Fred Kyaligonza (1974 – 2010) was one of the sons of an Indian migrant who settled in Munteme Village, Hoima District, present day Kikuube District. The Indian married a Munyoro woman and the couple had three Children (boys), until the Indians were expelled unceremoniously from Uganda. As the Indians packed, they wanted to go with some of the kin and kith. All the sons were of age. Their father wanted to run away with them. Their mother did not. The man being old (about 50 years), did not want to go back into the process of raising a new family. One of the boys decided to ‘annoy’ the mother. He left with the Dad.
Fred and his elder brother stayed in Munteme. They decided to focus on running the family business – a small shop and some farmland. This they did very well given the circumstances. However, with time, new shops started opening. Hoima experienced several changes – discovery of oil in the Albertine region.
Designation of Kyangwali as a Refugee Centre. Establishment of a sugarcane factory in Munteme village, bringing to three sugarcane factories in Bunyoro sub-region; Kinyara in Masindi, Hoima Sugar Factory in Munteme and Magara Sugar Factory that is due to launch in December 2018. These changes have impacted local communities significantly.

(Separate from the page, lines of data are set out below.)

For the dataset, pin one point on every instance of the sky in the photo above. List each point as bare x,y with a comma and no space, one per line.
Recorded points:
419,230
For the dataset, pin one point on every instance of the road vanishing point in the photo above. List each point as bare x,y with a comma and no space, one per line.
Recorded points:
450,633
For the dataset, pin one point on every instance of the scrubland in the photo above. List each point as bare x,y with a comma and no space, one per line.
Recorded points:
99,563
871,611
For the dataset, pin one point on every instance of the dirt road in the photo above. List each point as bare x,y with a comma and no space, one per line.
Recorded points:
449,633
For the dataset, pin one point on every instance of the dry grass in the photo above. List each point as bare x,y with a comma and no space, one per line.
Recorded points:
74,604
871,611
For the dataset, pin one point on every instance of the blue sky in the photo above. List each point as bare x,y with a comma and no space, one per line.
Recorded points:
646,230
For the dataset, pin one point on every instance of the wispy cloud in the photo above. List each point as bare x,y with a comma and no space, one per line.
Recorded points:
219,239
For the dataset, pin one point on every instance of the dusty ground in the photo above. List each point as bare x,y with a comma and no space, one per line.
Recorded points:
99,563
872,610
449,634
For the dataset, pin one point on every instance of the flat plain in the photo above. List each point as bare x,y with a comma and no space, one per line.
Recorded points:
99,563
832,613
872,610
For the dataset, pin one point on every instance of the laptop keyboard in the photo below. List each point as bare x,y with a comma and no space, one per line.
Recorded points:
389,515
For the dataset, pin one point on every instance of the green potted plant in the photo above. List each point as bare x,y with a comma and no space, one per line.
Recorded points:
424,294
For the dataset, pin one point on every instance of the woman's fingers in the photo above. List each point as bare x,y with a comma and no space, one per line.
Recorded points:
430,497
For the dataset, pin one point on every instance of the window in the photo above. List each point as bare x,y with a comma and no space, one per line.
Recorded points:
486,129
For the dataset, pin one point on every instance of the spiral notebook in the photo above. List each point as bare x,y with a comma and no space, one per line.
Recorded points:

Whereas many people left the village to the towns and Kampala city in search of higher education and better opportunities, Fred stuck to the village shop, which continued to stagnate with time, as new shops opened with more offerings and better options. And in 2010, Fred died due to frustration and tough conditions. People in Munteme village must change to survive the new realities of the region.”
As Jack Welch once said, “if the rate of change outside is faster than the rate of change in the inside of your organization or business, your decline or collapse is near.” He was right.
You must embrace change. The son who accepted to move with the Dad became so exposed and successful. He accepted to change and the risks that are attendant to it. Unfortunately, he returned home too late to help Fred, the mother and his elder brother. Too much poverty had snatched their lives. As you celebrate today, be open to change.